TALE OF A VAMPIRE
WARLOCK: TALE OF A VAMPIRE
Amidst the 1992 fad for vampires, Tale of a Vampire proved to be disappointment. Japanese director Shimako Sato certainly has artistic pretensions but these go nowhere, possibly due to a low budget. The films opening scene with a white-skinned Julian Sands waking up, grabbing a cat and draining its blood over his face is promising but then the film peters out. It becomes slow paced and meanders around without anything ever happening. Even when something does happen, Shimako Sato is vague about what it is. Tale of a Vampire is possibly one of the most trivial seeming of vampire films the vampire spends his entire time hanging about a library in tortured indecision about whether to bite or love the girl. Nothing else happens.

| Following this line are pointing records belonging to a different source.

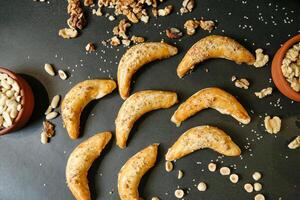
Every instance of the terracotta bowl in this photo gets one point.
(27, 102)
(277, 76)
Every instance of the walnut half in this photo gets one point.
(68, 33)
(272, 125)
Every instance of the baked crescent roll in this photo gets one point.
(133, 170)
(80, 161)
(215, 98)
(201, 137)
(136, 57)
(78, 97)
(214, 46)
(137, 105)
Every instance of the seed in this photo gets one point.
(3, 100)
(179, 193)
(234, 178)
(1, 121)
(256, 176)
(224, 171)
(257, 187)
(44, 138)
(212, 167)
(55, 101)
(18, 98)
(19, 107)
(16, 87)
(169, 166)
(154, 198)
(49, 69)
(9, 93)
(202, 187)
(51, 115)
(259, 197)
(14, 113)
(7, 120)
(62, 75)
(180, 174)
(248, 187)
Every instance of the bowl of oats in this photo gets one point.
(16, 101)
(286, 68)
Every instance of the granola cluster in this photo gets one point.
(192, 25)
(134, 10)
(121, 37)
(76, 20)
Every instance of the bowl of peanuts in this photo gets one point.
(16, 101)
(286, 68)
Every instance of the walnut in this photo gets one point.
(264, 92)
(121, 29)
(191, 26)
(77, 19)
(90, 47)
(88, 2)
(145, 19)
(207, 25)
(126, 42)
(136, 39)
(242, 83)
(97, 12)
(272, 125)
(261, 59)
(68, 33)
(48, 128)
(132, 17)
(173, 33)
(165, 11)
(114, 41)
(291, 67)
(187, 6)
(295, 143)
(154, 12)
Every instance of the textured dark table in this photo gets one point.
(28, 39)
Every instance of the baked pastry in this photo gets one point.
(133, 170)
(215, 98)
(136, 57)
(214, 46)
(80, 161)
(137, 105)
(78, 97)
(201, 137)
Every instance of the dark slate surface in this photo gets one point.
(28, 39)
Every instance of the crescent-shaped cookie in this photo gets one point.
(78, 97)
(136, 57)
(201, 137)
(215, 98)
(214, 46)
(137, 105)
(80, 161)
(133, 170)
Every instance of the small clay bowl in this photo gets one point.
(27, 102)
(277, 76)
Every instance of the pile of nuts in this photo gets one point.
(10, 100)
(291, 67)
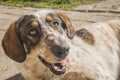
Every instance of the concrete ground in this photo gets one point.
(82, 15)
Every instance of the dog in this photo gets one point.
(47, 47)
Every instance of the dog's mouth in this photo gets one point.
(56, 68)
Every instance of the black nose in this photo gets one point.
(60, 51)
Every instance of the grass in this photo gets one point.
(50, 4)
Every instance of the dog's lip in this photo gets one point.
(56, 68)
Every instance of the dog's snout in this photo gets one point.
(61, 51)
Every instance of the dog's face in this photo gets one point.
(43, 33)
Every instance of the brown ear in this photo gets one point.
(12, 45)
(67, 25)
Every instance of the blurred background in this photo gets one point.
(59, 4)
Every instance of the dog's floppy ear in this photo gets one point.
(12, 45)
(67, 25)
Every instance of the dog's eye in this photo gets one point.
(33, 32)
(55, 23)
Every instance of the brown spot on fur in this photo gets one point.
(12, 45)
(86, 36)
(35, 24)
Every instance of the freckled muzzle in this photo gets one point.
(60, 49)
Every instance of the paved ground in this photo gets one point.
(82, 15)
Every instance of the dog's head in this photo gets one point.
(43, 33)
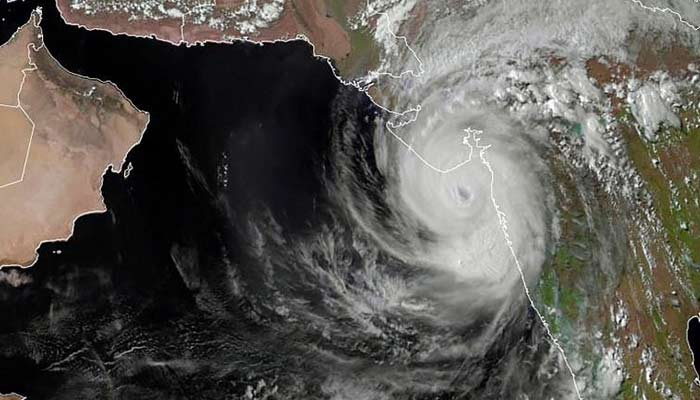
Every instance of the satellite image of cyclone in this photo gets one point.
(361, 200)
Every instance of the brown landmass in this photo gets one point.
(310, 18)
(82, 126)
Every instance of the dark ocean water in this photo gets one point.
(139, 303)
(694, 341)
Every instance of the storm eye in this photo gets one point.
(462, 196)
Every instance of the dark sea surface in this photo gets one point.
(141, 301)
(694, 341)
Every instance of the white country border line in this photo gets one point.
(108, 166)
(364, 87)
(503, 222)
(18, 105)
(362, 84)
(667, 10)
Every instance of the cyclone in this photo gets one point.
(467, 201)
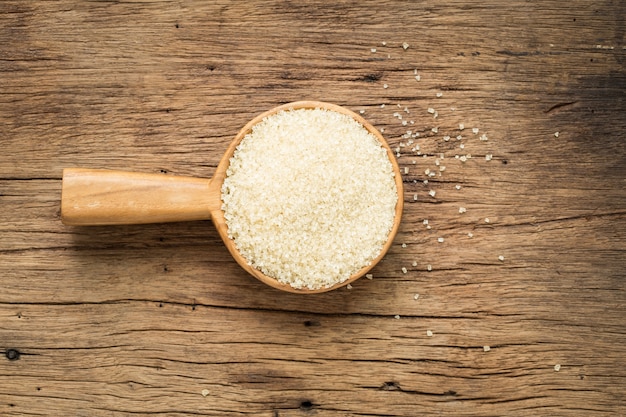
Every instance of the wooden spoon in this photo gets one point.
(92, 197)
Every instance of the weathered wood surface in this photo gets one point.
(159, 320)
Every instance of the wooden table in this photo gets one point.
(519, 311)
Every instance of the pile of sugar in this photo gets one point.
(309, 197)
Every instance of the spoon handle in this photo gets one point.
(93, 197)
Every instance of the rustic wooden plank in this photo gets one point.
(141, 319)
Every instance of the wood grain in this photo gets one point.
(159, 319)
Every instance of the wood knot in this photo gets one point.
(12, 354)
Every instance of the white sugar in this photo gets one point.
(293, 197)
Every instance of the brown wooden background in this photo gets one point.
(159, 320)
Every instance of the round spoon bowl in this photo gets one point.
(104, 197)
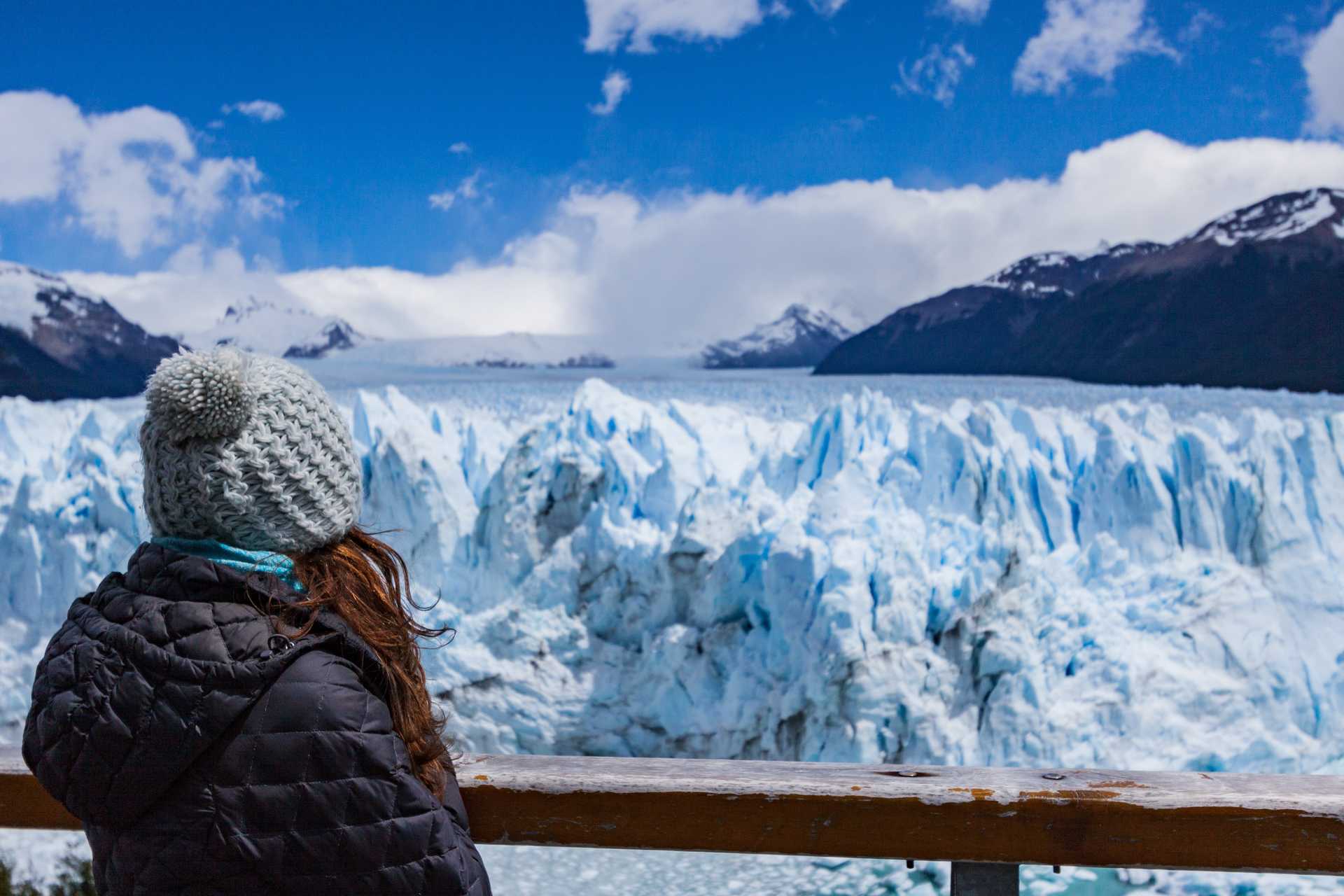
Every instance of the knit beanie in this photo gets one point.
(249, 450)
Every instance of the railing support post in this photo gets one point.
(984, 879)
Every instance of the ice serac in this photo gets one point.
(883, 580)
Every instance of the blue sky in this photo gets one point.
(489, 106)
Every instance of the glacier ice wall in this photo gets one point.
(885, 580)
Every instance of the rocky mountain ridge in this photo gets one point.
(1252, 298)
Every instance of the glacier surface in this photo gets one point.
(933, 570)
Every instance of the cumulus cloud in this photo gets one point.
(971, 11)
(1086, 36)
(258, 109)
(131, 176)
(1324, 65)
(702, 265)
(467, 188)
(934, 74)
(615, 88)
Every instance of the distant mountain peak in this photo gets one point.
(1277, 218)
(1252, 298)
(276, 328)
(59, 343)
(1066, 273)
(800, 337)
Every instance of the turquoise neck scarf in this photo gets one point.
(241, 559)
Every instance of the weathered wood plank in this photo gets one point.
(1018, 816)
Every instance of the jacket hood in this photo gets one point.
(150, 671)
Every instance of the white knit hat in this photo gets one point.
(249, 450)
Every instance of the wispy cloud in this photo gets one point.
(1200, 24)
(1324, 65)
(615, 88)
(936, 74)
(701, 264)
(635, 23)
(94, 171)
(1086, 36)
(971, 11)
(467, 188)
(258, 109)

Julian Sands makes for the most neurotic of the new breed of angst-ridden Byronic vampires. Up against him, Suzanna Hamilton is wildly miscast. She is a fine actress see Nineteen Eighty-Four (1984) but she is made to subdue herself and seem dumpy and drab, which is exactly the opposite of what this romantic/erotic vampire fantasy requires of its women. Kenneth Cranham another good actor gives an effectively sinister and ambiguous performance.
Shimako Sato continued in the horror genre, returning to her native Japan to make Wizard of Darkness (1995) and Wizard of Darkness II (1996), as well as wrote the sf film The Messiah from the Future (1997), although these have been barely distributed in the West. More recently, she has returned as director of K-20: Legend of the Mask (2008), a masked vigilante film set in an alternate world Japan, and the serial killer thrillers Unfair: The Answer (2011) and Unfair: The End (2015), and has also written the scripts for the medium film Ghost (2010) and the live-action remake of Space Battleship Yamato (2010).
In the UK, Tale of a Vampire was renamed Warlock: Tale of a Vampire to capitalise on Julian Sands name in Warlock (1989) and sequels.